C’est ça le progrès !
par
Publication : octobre 1982
Mise en ligne : 28 mars 2008
L’HOMME, notre ancêtre de l’âge des cavernes, a inventé
le lance-pierre, ce joujou de luxe qui, en l’élevant du rang
d’homo erectus à la dignité d’homo sapiens, et le faisant
au grand dépit des autres primates roi de la création,
cet homme qui n’a pas laissé son nom à la postérité,
a inventé aussi la brouette, le fil à couper le beurre,
la bombe à neutrons, le veau aux hormones, et enfin le robot
pour le faire travailler et produire à sa place.
Le robot, élève docile et pas contrariant s’est donc mis
au boulot pour produire tout ce qu’on lui demandait de produire et même
ce qu’on ne lui demandait pas, à commencer par des chômeurs
lesquels ne consommaient rien. Et puis un jour, histoire d’épater
le monde, le robot s’est mis à produire des machines qui produisent
des robots. C’était hier et on attendait un miracle, c’est-à-dire
la relance et le redressement.
Pour être épaté le monde était épaté.
Les économistes distingués les premiers, et les fabricants
de robots avec eux. On avait cru, avec les derniers progrès de
la technologie, sortir le monde dit civilisé du marasme dans
lequel il était plongé depuis le début du siècle
Or, le franc continuait de flotter et de mergiturer, les prix de monter
et le chômage de croître. On n’en sortait pas. Au contraire
on s’y enfonçait.
Un problème nouveau se posait aux économistes : qui c’est
qui va consommer tout ce que fabriquent les machines qui produisent
des robots ? Une nouvelle machine de plus en plus sophistiquée
sortie du cerveau d’un technicien, laquelle machine consommerait du
veau aux hormones, boirait du beaujolais, mangerait du camembert surgelé,
fumerait des camels, se parfumerait au « troublez-moi »
de Lanvin, dînerait à la Tour d’Argent, s’habillerait chez
Cardin, roulerait sur une Honda, se ferait voir tous les ans à
Megève, passerait ses vacances à St-Tropez, placerait
son excédent de fric dans les casinos de Monte-Carlo.
Un moment on avait cru le trouver, ce robot idéal. Mais il a
fallu vite déchanter. Une expérience qui remonte à
quelques années déjà a été tentée
aux U.S.A. J’ai dû en parler à l’époque. J’y croyais
aussi. Malheureusement elle n’a pas été concluante.
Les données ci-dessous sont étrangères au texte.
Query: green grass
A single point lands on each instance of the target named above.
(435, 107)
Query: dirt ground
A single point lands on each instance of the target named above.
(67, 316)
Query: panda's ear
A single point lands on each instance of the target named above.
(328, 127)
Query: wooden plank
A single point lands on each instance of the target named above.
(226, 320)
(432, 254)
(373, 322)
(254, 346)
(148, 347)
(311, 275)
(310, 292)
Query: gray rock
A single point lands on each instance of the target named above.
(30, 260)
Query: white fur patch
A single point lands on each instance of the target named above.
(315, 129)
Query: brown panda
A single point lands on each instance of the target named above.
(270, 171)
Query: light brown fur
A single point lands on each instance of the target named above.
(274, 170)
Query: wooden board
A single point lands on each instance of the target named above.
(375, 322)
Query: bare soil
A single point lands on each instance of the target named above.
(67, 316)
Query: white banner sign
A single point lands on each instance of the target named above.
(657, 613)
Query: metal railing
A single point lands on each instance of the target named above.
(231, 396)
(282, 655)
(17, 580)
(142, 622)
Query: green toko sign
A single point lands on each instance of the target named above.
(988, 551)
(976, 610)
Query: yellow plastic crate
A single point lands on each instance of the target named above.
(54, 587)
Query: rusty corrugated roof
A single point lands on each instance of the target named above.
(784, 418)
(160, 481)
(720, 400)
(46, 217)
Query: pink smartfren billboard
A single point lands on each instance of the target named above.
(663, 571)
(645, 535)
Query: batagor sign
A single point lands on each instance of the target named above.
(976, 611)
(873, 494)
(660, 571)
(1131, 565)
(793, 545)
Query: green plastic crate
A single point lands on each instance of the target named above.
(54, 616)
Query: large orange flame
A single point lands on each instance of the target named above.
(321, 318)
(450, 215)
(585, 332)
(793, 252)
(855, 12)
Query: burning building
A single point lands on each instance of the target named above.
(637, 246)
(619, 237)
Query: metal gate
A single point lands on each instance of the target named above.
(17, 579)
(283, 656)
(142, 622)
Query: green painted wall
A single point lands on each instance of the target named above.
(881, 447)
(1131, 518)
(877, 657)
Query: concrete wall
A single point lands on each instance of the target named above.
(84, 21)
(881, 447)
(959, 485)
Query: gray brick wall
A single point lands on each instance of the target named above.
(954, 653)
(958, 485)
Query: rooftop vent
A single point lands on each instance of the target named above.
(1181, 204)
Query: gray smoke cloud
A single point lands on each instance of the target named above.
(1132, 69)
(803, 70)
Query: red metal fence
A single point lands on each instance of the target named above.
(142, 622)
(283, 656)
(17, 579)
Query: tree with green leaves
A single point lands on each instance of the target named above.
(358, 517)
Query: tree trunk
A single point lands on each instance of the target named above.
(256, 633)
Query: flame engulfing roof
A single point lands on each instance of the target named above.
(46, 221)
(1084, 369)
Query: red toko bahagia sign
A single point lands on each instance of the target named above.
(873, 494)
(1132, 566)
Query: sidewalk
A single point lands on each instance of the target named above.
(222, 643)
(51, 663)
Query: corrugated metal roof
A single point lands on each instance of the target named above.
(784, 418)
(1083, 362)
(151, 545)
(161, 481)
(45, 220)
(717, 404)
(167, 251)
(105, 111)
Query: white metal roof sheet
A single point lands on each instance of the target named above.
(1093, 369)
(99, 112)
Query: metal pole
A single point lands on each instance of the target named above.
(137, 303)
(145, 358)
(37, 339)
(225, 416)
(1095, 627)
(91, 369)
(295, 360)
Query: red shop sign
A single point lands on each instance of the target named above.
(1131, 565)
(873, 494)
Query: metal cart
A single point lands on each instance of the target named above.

Un industriel du Texas, un précurseur dont j’ai oublié
le nom, avait eu un jour l’idée que je considère comme
géniale, de dresser des chimpanzés dans son entreprise
en leur faisant exécuter les quelques gestes mécaniques
que font les travailleurs à la chaîne. Tout allait pour
le mieux malgré quelques bavures au début. Les singes
dressés accomplissaient bien leur tâche à la satisfaction
du patron, sinon des ouvriers menacés de licenciement, mais cette
période d’euphorie, ou cet état de grâce, si vous
préférez, ne dura qu’un temps. Le troisième jour
les chimpanzés ayant enfin compris que le travail fatigue - ce
qu’un économiste a tant de mal à comprendre - ont laissé
tomber leurs outils pour aller faire la sieste.
Dommage. C’était peut-être la bonne solution. Si cette
expérience avait été poursuivie, il est probable
qu’elle eût donné des résultats globalement positifs,
comme dit l’autre... Mais j’inclinerais plutôt à croire
que dans cette histoire ubuesque les singes du Texas ont préféré
saboter un plan voué d’avance à l’échec, comme
toutes les tentatives de redressement définitif faites dans les
pays modernement équipés pour résoudre les crises
économiques. Et j’en tirerai pour ma part la conclusion que ce
n’est pas l’homme qui descend du singe - ce serait plutôt le contraire
- mais le singe qui, descendu de son cocotier natal pour venir travailler
en usine, se révèle plus intelligent que son prétendu
arrière-neveu.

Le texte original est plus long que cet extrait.